1. The Llanberis Path
This path is a popular route to the Mt. Snowdon summit. It begins in the town of Llanberis, which itself is a popular base for many kinds of outdoor activities. The trail starts near the Snowdon Mountain Railway station in Llanberis. This railroad provides a route to the summit for those not physically able to attempt a mountain walk.
While the Llanberis path is the longest walk up Mt. Snowdon, its slope is gradual so it is considered the easiest of the paths. Although some sections become somewhat steep, this trail should be accessible to people and families having good health.
On the way up, the Llanberis path passes by the magnificent cliff walls of Clogwyn Du’r Arddu, which offer many technical climbing challenges. About halfway up, the path comes to a Halfway House, a small café selling refreshments when open.
Transportation and Car Park Information
After summit refreshment, hikers may desire to descend on one of the other paths. For transportation back to Llanberis, the inexpensive Snowdon Sherpa bus network travels the roads around Mt. Snowdon. Printed schedules show when the Sherpa bus arrives at the trailheads and car parks, which have limited spaces. Another option is to take a Sherpa bus from Llanberis to one of the trailheads described below and, after hiking that trail to the summit, descend the Llanberis path back to town.
2. The Watkin Path
This path has the greatest elevation gain, beginning at the Nantgwynant car park at an elevation of just 60m. It follows the the Afon Cwm Llan river to the commemorative Gladstone Rock. The trail then climbs the hillside between Y Lliwedd and Snowdon to Cwm Ciliau and on to the summit. Along the way, the Watkin path passes near waterfalls where many cool themselves down.
3. The Rhyd Ddu Path.
This trail starts near the village of Rhyd Ddu to the west of Snowdon.
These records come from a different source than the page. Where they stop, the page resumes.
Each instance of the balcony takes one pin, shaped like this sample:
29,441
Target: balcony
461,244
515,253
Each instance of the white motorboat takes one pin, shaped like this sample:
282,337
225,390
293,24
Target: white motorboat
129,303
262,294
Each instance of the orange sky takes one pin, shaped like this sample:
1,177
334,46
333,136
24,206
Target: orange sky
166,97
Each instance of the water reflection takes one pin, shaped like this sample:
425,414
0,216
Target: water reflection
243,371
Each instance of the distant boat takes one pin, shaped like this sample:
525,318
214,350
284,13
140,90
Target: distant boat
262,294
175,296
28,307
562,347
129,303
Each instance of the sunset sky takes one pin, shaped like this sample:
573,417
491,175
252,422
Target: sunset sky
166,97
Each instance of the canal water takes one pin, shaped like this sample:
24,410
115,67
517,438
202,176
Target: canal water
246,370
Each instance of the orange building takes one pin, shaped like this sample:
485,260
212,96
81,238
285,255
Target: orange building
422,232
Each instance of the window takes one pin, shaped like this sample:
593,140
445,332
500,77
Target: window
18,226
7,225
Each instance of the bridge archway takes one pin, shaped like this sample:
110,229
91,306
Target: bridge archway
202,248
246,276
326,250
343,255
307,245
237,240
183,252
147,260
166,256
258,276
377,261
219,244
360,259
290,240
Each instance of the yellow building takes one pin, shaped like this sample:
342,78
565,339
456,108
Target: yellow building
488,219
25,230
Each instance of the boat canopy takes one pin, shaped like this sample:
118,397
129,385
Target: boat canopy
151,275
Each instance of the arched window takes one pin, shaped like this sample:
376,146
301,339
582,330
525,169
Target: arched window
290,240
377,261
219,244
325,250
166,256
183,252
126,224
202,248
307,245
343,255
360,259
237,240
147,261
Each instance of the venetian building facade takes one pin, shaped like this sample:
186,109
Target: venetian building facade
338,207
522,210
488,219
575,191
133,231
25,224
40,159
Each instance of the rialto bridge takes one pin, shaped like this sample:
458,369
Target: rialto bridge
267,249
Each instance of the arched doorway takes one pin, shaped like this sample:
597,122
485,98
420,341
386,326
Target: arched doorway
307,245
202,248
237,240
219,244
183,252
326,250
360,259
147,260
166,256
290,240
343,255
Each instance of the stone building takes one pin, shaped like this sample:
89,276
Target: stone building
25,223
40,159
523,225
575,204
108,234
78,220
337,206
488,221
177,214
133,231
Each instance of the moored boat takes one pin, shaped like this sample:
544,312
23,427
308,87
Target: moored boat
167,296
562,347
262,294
The path begins as a gradual climb. The trail follows an edge of Llechog that narrows and steepens. Then, after walking the south ridge, the trail broadens and joins the Watkin path to the summit.
4. The PYG Track.
This trail begins at the Pen y Pass car park, which has a high starting elevation of about 350km. It first winds along the lower Crib Goch slopes and then zig-zags above Lake Glaslyn between Garnedd Ugain and Snowdon and on to the summit.
5. The Y Lliwedd Route.
Also beginning at Pen y Pass, it starts up Y Lliwedd and then over Bwlch Ciliau, where it joins the Watkin path to the summit. This hike includes a sharp ridge and requires some scrambling.
6. The Miners Track.
This path, too, begins at Pen y Pass and follows an old mine road south of Crib Goch past two lakes and up to Glaslyn. From there is a steep scramble, though recent steps allow an easier ascent to PYG’s zig-zags and on to the summit.
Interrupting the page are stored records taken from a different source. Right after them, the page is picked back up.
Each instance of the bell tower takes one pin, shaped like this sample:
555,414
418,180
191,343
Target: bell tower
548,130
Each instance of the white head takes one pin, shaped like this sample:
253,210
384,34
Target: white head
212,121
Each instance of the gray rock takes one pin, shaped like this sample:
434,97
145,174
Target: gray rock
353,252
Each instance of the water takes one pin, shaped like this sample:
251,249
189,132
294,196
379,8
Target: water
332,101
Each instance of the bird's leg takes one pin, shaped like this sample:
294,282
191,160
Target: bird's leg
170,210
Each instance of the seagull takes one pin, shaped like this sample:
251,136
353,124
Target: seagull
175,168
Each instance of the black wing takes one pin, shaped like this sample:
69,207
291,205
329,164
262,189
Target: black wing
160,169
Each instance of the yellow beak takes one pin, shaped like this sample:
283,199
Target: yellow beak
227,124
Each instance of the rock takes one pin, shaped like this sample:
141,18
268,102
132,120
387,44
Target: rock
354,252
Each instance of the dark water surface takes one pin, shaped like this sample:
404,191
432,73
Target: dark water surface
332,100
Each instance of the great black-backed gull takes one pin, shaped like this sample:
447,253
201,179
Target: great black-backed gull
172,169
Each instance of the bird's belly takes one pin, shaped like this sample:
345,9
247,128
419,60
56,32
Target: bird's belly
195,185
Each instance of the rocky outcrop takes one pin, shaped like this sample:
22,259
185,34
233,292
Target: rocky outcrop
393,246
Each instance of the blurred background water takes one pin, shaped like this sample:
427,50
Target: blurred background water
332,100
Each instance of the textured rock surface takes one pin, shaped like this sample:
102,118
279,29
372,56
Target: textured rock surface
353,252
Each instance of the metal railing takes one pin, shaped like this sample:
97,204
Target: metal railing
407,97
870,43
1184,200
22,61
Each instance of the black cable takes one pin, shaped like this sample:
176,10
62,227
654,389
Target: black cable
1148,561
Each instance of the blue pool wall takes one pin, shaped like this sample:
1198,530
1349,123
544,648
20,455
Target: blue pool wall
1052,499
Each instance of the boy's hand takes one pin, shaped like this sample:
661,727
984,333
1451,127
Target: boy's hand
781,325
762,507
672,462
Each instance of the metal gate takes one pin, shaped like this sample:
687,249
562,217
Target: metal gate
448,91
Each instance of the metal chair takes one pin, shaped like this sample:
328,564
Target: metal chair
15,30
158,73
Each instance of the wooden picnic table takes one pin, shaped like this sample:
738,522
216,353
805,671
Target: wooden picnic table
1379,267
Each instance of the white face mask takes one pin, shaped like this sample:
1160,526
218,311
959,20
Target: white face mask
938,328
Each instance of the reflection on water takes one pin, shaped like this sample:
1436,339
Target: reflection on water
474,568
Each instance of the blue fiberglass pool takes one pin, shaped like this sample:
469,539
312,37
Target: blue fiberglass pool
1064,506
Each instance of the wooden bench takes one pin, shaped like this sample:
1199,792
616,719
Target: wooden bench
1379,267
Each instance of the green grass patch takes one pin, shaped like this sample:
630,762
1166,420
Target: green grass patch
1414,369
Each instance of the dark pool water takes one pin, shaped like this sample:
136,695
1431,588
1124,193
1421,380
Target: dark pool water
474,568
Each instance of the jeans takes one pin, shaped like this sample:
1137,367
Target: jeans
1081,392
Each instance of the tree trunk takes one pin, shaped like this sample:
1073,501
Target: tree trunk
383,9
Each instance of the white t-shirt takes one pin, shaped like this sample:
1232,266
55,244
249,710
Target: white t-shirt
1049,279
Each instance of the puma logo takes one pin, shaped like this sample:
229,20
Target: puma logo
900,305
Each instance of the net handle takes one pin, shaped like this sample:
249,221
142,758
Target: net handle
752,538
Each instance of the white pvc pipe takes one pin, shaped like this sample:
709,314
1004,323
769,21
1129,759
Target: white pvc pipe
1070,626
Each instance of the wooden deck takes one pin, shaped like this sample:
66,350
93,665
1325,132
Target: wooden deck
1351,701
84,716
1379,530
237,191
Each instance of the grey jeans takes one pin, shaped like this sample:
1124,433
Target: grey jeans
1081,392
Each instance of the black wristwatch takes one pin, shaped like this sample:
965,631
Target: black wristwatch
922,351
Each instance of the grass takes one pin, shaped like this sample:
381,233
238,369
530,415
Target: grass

7. The Cwm Glas or Crib Goch Route.
This route also begins at the Pen-y-Pass car park following the PYG track but heads around the north ridge of Crib Goch. It then heads over the top of Garnedd Ugain and on to the Snowdon summit.
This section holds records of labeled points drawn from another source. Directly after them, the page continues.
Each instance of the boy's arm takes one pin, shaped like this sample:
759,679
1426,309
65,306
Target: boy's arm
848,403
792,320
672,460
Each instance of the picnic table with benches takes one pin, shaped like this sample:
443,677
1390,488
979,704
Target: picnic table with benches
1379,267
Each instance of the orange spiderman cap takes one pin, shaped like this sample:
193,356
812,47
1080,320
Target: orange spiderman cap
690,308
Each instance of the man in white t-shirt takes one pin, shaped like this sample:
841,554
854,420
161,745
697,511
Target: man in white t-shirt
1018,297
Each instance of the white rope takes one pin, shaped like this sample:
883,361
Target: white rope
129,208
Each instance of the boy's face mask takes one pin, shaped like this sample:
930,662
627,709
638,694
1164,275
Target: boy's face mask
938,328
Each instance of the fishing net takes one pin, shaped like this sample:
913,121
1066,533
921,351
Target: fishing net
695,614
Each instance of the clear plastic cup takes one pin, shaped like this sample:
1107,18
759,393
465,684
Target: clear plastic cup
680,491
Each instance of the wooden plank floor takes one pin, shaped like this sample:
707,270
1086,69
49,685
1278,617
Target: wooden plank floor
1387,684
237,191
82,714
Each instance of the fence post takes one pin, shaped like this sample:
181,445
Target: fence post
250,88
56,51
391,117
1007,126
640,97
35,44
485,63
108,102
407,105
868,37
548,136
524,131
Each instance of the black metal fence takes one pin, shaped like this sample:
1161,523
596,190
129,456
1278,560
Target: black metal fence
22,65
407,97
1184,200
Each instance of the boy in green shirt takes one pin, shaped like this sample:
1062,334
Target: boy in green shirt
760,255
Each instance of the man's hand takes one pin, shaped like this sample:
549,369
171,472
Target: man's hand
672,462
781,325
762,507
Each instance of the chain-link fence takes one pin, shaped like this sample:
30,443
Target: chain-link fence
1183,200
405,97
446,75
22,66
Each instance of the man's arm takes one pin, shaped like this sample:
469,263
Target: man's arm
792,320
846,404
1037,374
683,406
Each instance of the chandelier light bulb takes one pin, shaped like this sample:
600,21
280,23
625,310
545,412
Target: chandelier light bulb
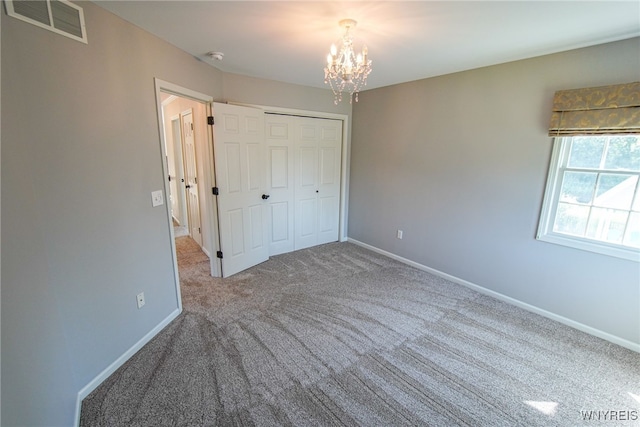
346,71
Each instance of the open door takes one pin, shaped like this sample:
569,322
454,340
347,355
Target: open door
239,154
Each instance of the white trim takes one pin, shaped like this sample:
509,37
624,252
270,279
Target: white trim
545,233
94,383
346,150
561,319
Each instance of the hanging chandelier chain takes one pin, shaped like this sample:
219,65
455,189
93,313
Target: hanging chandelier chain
346,71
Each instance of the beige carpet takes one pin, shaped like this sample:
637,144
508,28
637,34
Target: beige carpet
338,335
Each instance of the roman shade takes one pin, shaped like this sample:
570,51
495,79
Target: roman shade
597,110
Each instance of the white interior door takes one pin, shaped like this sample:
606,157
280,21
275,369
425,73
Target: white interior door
329,164
317,157
279,137
191,176
239,154
306,183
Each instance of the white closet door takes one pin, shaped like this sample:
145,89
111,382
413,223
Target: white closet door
240,177
329,156
306,183
279,136
317,157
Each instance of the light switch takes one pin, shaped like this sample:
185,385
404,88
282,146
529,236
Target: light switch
156,198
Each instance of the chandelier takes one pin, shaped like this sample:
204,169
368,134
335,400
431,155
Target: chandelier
346,71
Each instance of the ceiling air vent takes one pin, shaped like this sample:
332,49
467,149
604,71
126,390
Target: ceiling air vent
59,16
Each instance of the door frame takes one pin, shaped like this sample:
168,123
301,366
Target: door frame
344,162
208,181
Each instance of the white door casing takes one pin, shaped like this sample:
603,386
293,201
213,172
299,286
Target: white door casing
191,176
279,137
239,154
317,158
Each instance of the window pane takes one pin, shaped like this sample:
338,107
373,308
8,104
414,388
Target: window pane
571,219
615,191
607,225
623,153
578,187
632,236
586,152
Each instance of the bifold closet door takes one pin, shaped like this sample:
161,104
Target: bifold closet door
317,157
279,137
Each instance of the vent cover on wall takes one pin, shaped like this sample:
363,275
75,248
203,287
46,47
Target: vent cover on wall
59,16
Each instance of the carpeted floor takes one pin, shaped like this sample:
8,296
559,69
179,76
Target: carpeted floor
338,335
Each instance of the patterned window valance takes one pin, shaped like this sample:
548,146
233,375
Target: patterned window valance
597,110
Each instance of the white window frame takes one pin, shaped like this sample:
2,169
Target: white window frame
51,26
559,159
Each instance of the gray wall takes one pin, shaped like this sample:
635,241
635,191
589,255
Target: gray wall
459,163
80,157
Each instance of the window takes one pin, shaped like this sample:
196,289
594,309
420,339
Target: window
592,200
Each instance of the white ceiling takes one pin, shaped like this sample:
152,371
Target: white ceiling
407,40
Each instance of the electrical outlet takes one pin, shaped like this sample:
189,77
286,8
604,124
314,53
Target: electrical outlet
140,299
156,198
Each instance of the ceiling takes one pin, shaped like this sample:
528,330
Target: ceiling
408,40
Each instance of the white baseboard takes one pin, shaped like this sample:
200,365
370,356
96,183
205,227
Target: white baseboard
532,308
94,383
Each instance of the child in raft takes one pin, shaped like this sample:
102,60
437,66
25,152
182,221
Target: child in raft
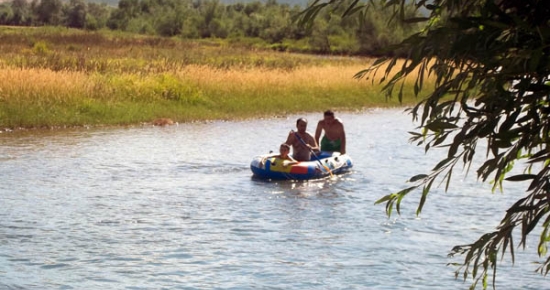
284,150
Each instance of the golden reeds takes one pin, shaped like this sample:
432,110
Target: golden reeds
56,81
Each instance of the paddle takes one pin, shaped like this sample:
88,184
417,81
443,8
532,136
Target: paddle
312,152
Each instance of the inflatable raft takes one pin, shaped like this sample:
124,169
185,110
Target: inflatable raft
270,167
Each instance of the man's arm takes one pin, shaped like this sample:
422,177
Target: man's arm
313,143
343,143
318,131
289,139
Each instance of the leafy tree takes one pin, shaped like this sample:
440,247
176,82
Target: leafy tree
76,14
491,63
6,14
97,16
48,12
21,12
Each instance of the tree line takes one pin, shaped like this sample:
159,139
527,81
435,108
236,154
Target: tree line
271,23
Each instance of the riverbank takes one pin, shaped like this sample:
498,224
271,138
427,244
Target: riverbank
54,77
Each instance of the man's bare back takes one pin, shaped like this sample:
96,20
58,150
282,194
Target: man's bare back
334,138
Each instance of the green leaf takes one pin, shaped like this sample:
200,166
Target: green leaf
521,177
418,177
437,126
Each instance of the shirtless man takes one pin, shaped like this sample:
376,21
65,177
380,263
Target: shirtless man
301,151
334,139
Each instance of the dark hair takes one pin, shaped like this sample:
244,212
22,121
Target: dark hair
329,113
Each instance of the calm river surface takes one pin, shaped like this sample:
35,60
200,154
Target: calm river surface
176,208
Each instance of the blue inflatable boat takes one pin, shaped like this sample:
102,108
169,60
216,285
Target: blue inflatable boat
326,163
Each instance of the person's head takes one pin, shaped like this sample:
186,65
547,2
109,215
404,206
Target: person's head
328,116
301,125
284,149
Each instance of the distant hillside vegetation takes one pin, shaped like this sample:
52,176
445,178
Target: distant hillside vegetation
301,3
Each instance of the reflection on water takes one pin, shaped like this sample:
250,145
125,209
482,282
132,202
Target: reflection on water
176,207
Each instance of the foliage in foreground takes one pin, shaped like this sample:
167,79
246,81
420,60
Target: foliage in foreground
492,57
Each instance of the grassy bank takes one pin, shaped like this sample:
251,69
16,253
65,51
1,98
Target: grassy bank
58,77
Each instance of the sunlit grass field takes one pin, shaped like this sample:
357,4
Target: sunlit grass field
51,77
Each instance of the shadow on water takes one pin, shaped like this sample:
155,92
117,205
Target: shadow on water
326,187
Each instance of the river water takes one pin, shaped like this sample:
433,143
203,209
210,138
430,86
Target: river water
176,208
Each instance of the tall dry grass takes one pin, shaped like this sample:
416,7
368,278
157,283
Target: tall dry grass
55,80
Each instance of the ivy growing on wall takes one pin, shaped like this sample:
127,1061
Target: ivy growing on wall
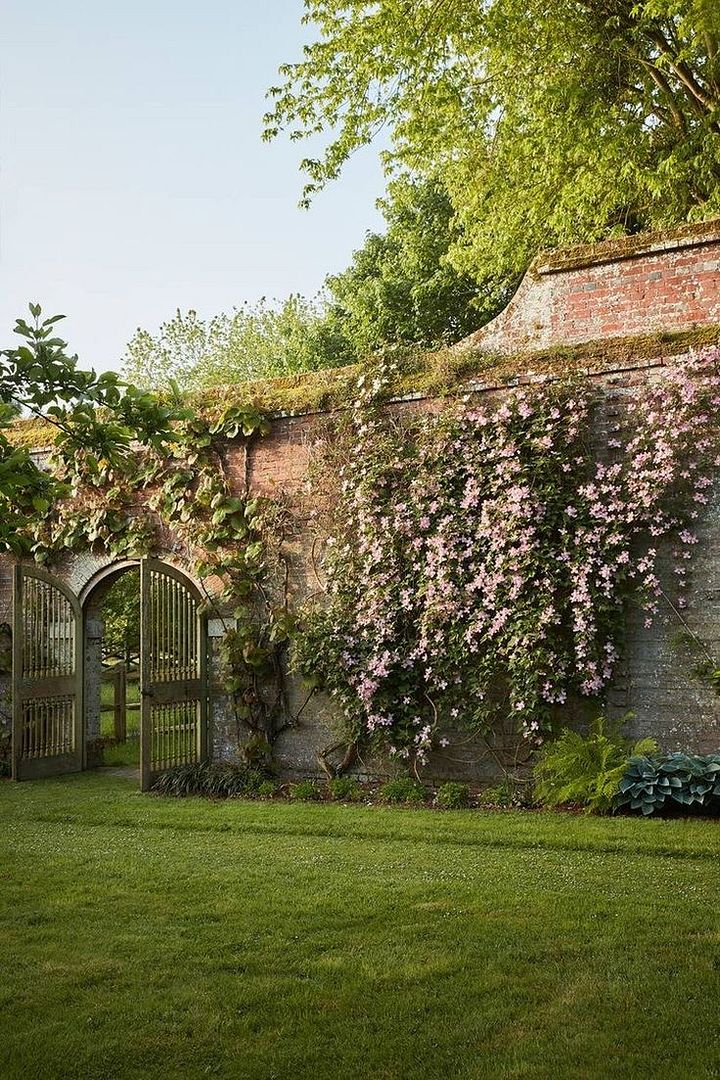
479,561
184,499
8. The Snowdon Ranger Path.
This trail begins at the Snowdon Ranger station car park on the A4085. This path climbs gradually then route steepens toward the back of Clogwyn Ddu’r Arddu where it joins the Llanberis path near the Snowdon summit.
Please be advised that these brief descriptions are not trail guides. All hikers should wear appropriate clothing and gear and should know how to follow a detailed trail map and use a compass.